5.3 Recognizing Stress in Animals


Stress does not occur unless the animal perceives a threat (Carstens and Moberg 2000). Because most stressors are brief, the changes in biological function required to cope with the stressor are minimal and of little consequence to the animal’s well-being (Carstens and Moberg 2000). These brief stressors include stressors associated with the experimental manipulation and handling of the animal (Carstens and Moberg 2000). According to Bali and Jaggi (2015), stress in animals may be assessed (1) at the behavioral level reflected in social interaction, (2) at the biochemical level by measuring plasma corticosterone and ACTH, and (3) at the physiological level by measuring food intake and body weight. Carstens and Moberg (2000) pointed out that the stressor responses of the HPA axis provide an example of the difficulty encountered in measuring stress: “Measuring the secretion of the glucocorticosteroids—cortisol (primates) and corticosterone (rodents)—has been the most popular tool for evaluating stress, and frequently increases in circulating glucocorticosteroids have been used as proof of stress. It is evident that numerous stressors do elicit an increase in circulating steroids but not all stressors elicit an HPA response” (Carstens and Moberg 2000).

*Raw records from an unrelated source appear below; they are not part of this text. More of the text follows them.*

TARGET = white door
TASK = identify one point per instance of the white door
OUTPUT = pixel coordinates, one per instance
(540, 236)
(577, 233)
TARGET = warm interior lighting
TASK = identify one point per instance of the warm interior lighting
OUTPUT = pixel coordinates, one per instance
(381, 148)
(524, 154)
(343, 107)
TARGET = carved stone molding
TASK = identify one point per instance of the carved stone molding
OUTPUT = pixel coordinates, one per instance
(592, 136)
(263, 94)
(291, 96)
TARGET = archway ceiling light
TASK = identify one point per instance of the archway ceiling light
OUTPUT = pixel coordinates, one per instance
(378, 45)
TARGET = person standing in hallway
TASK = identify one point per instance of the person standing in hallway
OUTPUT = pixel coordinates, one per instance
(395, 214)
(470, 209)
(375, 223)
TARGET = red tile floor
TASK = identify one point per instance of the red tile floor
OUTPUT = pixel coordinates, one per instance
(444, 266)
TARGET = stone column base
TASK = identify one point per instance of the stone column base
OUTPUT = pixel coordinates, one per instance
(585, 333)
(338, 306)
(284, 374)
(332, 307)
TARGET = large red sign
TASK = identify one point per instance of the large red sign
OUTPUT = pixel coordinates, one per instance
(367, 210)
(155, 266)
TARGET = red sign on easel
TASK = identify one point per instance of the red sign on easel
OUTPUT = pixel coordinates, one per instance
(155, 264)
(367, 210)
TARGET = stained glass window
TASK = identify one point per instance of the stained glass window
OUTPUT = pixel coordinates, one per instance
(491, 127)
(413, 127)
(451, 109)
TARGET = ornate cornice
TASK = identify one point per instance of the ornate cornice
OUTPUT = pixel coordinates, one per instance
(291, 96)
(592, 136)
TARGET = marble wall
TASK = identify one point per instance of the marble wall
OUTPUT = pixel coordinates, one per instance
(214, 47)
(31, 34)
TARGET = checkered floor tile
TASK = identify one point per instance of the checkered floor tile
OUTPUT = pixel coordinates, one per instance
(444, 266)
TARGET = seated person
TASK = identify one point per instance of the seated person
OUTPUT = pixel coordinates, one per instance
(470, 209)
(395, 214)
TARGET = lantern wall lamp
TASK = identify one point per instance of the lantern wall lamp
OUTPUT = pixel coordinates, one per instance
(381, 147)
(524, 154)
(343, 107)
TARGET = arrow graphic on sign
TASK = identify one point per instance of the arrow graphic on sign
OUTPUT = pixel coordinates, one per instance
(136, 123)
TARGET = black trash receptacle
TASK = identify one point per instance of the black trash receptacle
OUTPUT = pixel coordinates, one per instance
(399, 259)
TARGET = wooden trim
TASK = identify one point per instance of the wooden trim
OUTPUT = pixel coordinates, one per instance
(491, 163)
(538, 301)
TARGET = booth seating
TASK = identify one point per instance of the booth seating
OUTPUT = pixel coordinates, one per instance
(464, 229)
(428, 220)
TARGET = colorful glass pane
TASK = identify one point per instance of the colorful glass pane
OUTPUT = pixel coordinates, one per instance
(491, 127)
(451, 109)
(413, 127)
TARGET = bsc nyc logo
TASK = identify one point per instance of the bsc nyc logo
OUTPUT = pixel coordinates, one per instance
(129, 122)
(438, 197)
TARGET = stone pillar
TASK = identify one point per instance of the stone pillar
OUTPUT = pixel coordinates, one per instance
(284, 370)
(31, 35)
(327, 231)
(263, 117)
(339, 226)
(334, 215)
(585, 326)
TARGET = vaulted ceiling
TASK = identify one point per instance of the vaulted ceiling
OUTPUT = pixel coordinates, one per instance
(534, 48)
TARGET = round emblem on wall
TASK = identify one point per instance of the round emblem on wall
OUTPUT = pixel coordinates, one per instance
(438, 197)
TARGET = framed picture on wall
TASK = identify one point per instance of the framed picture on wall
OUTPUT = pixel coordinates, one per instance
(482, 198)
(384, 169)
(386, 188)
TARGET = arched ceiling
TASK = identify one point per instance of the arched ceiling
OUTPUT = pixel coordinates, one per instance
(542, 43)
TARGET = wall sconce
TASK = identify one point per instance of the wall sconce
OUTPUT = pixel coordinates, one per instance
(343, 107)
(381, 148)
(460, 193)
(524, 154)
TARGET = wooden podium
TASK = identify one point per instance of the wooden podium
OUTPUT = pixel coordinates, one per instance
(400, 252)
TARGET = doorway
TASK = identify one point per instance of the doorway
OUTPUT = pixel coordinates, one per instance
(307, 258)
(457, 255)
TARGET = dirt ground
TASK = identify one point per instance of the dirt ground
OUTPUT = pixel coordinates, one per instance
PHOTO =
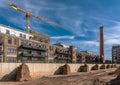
(99, 77)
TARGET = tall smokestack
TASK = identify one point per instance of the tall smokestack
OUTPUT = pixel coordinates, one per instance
(102, 44)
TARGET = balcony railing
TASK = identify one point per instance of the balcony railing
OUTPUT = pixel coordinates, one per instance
(32, 55)
(1, 52)
(63, 52)
(33, 47)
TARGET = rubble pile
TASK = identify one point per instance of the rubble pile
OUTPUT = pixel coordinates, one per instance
(23, 73)
(95, 67)
(65, 70)
(108, 66)
(84, 68)
(102, 66)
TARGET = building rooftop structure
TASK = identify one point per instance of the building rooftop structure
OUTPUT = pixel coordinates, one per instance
(62, 45)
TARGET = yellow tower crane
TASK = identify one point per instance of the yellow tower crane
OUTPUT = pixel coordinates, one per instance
(28, 14)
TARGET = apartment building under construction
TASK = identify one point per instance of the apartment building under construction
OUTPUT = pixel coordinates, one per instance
(20, 46)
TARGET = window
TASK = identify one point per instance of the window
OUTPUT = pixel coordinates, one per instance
(9, 40)
(7, 31)
(11, 50)
(14, 41)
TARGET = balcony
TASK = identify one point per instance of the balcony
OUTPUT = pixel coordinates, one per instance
(33, 47)
(63, 52)
(64, 58)
(1, 52)
(1, 42)
(32, 55)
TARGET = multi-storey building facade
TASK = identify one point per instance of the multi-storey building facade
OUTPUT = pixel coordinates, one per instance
(116, 54)
(86, 57)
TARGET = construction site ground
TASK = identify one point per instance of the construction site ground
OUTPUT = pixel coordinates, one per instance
(99, 77)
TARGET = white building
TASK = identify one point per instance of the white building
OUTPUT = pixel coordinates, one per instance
(14, 32)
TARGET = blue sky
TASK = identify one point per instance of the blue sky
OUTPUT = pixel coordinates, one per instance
(82, 19)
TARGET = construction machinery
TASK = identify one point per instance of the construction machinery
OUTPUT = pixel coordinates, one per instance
(29, 14)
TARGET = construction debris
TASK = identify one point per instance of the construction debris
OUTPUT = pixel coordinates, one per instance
(102, 66)
(95, 67)
(108, 66)
(84, 68)
(23, 73)
(65, 70)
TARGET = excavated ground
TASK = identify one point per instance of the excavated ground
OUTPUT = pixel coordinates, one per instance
(100, 77)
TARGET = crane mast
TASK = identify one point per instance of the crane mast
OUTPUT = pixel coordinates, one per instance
(29, 14)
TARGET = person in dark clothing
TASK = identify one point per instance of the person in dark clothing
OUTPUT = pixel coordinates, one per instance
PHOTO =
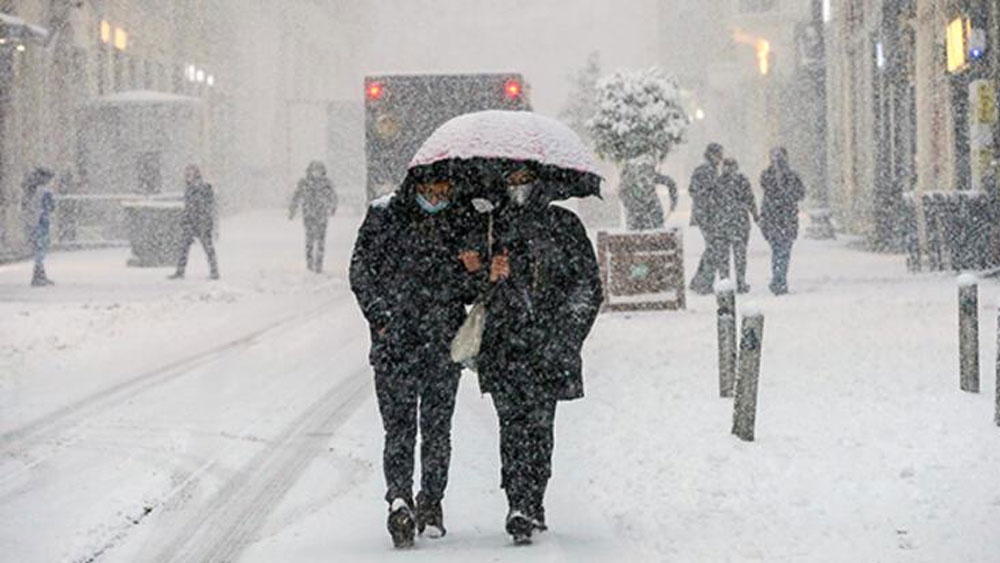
(704, 192)
(315, 195)
(737, 207)
(412, 288)
(546, 293)
(779, 215)
(198, 222)
(37, 205)
(643, 210)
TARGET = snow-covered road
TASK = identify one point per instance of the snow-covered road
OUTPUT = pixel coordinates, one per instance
(147, 420)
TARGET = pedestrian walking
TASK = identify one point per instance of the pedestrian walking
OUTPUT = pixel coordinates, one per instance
(412, 288)
(545, 297)
(704, 192)
(315, 195)
(37, 206)
(737, 208)
(198, 221)
(643, 210)
(779, 215)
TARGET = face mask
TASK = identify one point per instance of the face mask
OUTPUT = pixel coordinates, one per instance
(519, 194)
(432, 208)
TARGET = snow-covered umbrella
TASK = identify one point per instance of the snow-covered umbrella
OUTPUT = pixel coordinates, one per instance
(488, 139)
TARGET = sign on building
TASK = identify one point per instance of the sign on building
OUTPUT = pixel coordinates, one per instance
(982, 119)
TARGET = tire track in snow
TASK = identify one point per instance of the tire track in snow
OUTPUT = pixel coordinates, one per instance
(229, 521)
(45, 428)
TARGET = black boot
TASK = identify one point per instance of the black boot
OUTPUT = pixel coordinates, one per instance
(38, 277)
(401, 523)
(519, 527)
(430, 517)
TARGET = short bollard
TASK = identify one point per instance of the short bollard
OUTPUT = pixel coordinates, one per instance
(968, 333)
(996, 413)
(745, 406)
(726, 297)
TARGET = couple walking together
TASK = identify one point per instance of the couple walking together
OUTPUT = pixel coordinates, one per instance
(421, 256)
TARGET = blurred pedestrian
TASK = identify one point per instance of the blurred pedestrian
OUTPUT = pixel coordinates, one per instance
(779, 215)
(198, 221)
(37, 204)
(643, 210)
(704, 192)
(737, 208)
(545, 297)
(70, 185)
(315, 195)
(412, 288)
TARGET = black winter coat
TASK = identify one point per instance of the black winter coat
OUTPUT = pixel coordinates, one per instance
(199, 207)
(704, 196)
(779, 207)
(738, 206)
(408, 280)
(539, 317)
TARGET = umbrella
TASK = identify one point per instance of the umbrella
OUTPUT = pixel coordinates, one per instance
(501, 140)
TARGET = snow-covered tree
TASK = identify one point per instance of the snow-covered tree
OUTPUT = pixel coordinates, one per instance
(639, 113)
(582, 102)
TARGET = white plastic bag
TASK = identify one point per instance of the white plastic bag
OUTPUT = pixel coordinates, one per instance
(468, 339)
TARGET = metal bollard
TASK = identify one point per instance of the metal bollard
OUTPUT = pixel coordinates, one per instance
(726, 297)
(745, 406)
(996, 415)
(968, 333)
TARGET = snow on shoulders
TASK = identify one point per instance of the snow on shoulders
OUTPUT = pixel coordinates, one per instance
(967, 279)
(383, 202)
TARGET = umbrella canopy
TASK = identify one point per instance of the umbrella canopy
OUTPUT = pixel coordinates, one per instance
(479, 139)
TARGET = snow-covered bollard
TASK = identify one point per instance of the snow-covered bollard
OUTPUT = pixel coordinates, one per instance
(996, 415)
(968, 333)
(751, 343)
(725, 295)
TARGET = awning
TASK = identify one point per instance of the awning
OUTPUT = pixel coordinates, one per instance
(144, 97)
(14, 27)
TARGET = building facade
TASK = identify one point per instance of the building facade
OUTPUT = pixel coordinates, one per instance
(911, 101)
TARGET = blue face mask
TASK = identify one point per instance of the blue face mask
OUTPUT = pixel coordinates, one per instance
(432, 208)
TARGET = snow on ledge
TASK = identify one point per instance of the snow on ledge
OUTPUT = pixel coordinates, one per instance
(725, 286)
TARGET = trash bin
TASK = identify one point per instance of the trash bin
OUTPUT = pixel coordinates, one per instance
(155, 231)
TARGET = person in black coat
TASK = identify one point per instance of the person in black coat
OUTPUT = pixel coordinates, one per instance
(643, 210)
(198, 221)
(704, 192)
(546, 293)
(315, 195)
(412, 288)
(737, 208)
(779, 215)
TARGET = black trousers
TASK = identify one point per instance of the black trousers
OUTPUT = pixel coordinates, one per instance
(737, 247)
(781, 256)
(527, 438)
(711, 261)
(206, 242)
(315, 244)
(412, 395)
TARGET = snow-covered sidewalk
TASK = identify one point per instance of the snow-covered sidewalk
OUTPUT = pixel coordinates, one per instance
(267, 431)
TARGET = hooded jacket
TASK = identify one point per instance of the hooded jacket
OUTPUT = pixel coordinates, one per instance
(538, 318)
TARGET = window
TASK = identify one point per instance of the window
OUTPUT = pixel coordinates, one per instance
(758, 6)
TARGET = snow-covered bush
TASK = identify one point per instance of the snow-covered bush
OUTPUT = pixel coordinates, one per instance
(638, 113)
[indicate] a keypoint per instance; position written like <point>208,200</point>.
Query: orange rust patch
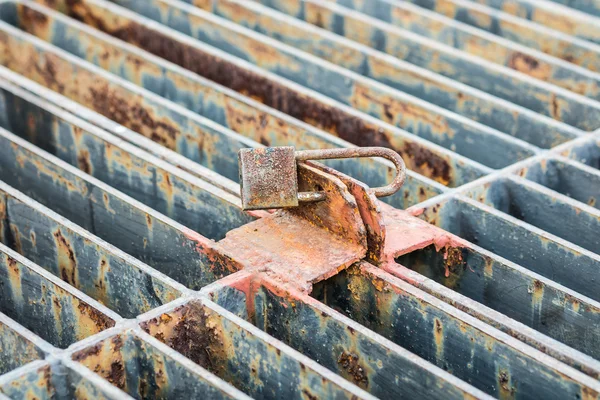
<point>350,364</point>
<point>67,263</point>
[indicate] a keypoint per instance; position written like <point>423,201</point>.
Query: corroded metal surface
<point>128,268</point>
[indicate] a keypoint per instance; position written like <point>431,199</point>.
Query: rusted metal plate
<point>320,238</point>
<point>120,123</point>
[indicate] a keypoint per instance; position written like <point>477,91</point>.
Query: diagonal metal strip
<point>485,287</point>
<point>433,161</point>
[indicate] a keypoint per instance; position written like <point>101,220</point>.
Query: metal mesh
<point>120,123</point>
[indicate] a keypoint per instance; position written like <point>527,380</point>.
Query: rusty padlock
<point>269,178</point>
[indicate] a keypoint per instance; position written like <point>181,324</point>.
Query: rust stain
<point>350,364</point>
<point>16,234</point>
<point>438,334</point>
<point>84,161</point>
<point>397,112</point>
<point>102,292</point>
<point>194,333</point>
<point>67,263</point>
<point>507,390</point>
<point>14,276</point>
<point>90,320</point>
<point>287,100</point>
<point>106,360</point>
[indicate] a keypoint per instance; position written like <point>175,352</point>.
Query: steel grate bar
<point>461,99</point>
<point>118,281</point>
<point>567,177</point>
<point>533,35</point>
<point>523,244</point>
<point>18,348</point>
<point>119,204</point>
<point>47,306</point>
<point>218,103</point>
<point>132,227</point>
<point>424,157</point>
<point>543,98</point>
<point>393,107</point>
<point>552,15</point>
<point>486,46</point>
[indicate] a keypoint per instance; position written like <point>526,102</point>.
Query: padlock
<point>269,177</point>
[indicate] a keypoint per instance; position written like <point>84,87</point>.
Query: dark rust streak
<point>346,126</point>
<point>350,363</point>
<point>101,321</point>
<point>68,273</point>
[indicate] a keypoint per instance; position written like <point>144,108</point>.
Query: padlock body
<point>268,178</point>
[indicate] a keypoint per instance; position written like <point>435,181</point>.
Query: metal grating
<point>120,218</point>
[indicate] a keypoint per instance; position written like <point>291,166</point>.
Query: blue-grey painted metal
<point>546,99</point>
<point>345,122</point>
<point>224,106</point>
<point>515,29</point>
<point>119,127</point>
<point>487,46</point>
<point>394,107</point>
<point>464,100</point>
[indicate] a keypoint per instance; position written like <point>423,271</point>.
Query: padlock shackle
<point>361,152</point>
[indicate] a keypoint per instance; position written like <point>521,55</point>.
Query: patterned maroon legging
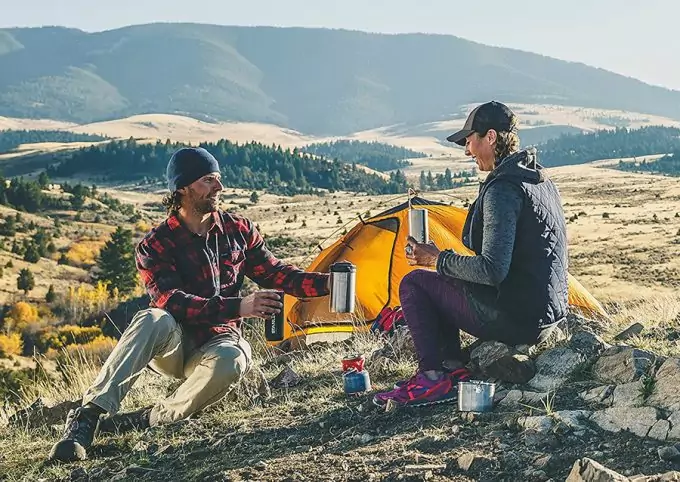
<point>436,308</point>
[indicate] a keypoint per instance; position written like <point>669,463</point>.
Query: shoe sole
<point>419,404</point>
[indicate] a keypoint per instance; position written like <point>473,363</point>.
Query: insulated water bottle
<point>418,226</point>
<point>343,286</point>
<point>273,326</point>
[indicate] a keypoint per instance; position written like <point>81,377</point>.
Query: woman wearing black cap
<point>514,289</point>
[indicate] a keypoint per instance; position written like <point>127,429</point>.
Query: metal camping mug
<point>475,396</point>
<point>418,225</point>
<point>343,287</point>
<point>273,326</point>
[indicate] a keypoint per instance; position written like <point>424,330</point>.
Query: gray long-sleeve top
<point>502,204</point>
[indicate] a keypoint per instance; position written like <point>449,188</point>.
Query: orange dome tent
<point>376,247</point>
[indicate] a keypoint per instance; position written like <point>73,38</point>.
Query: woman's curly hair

5.4 Causing Stress in Animals


The well-described stress models used in research include immobilization, restraint, electric foot shock, and social isolation (Bali and Jaggi 2015). We will first describe restraint stress and foot-shock stress, as they are most used in auditory research. However, we should also realize that noise exposure in itself is a stressor associated with increase in plasma norepinephrine levels in awake animals (Muchnik et al. 1998).


5.4.1 Restraint Stress


Restraint stress is a form of immobilization stress in which animals are not allowed to move for a specified period of time. Restraint stress is induced by placing the test animal in a plastic tube or wire-mesh container. This does allow limb movement but limits the range of overall movement. Based on neural and endocrine responses, restraint stress appears to be less intense than immobilization. Restraint stress is a commonly employed model for the induction of acute as well as chronic stress in rodents (Bali and Jaggi 2015).


5.4.2 Electric Foot Shock-Induced Stress


The electric foot shock paradigm mainly comprises acute or chronic exposures of foot shocks with variable intensity and duration on an electrified grid floor in an electric foot shock apparatus. Electric foot shocks are an integral part of classical conditioning tests used to assess the presence of tinnitus in animals (Sect. 5.8). It is generally not appreciated that foot shocks cause acute stress and may affect the very thing the procedure aims to measure. As Bali and Jaggi (2015) noted: “Electric foot shock stressor includes both physical as well as emotional components and it is used as direct (physical stress) and indirect stressor (psychological stress). It has been mainly used with varying degree to produce mild as well severe stress of both acute and chronic in nature.”


5.4.3 Noise-Induced Stress


Chronic noise-induced activation of the HPA axis might cause a variety of problems because of abnormally high levels of circulating stress hormones. The auditory system connects via the amygdala and other circuits to the HPA axis and can thereby cause the release of stress-related hormones (Fig. 5.2). Henkin and Knigge (1963) suggested that noise-induced corticosterone elevations persist for up to ~12 h after stress induction. Noise-induced stress can affect arousal and startle responses, the latter being more and more used in the gap-startle test for tinnitus in animals. We will expand on this in Sect. 5.8.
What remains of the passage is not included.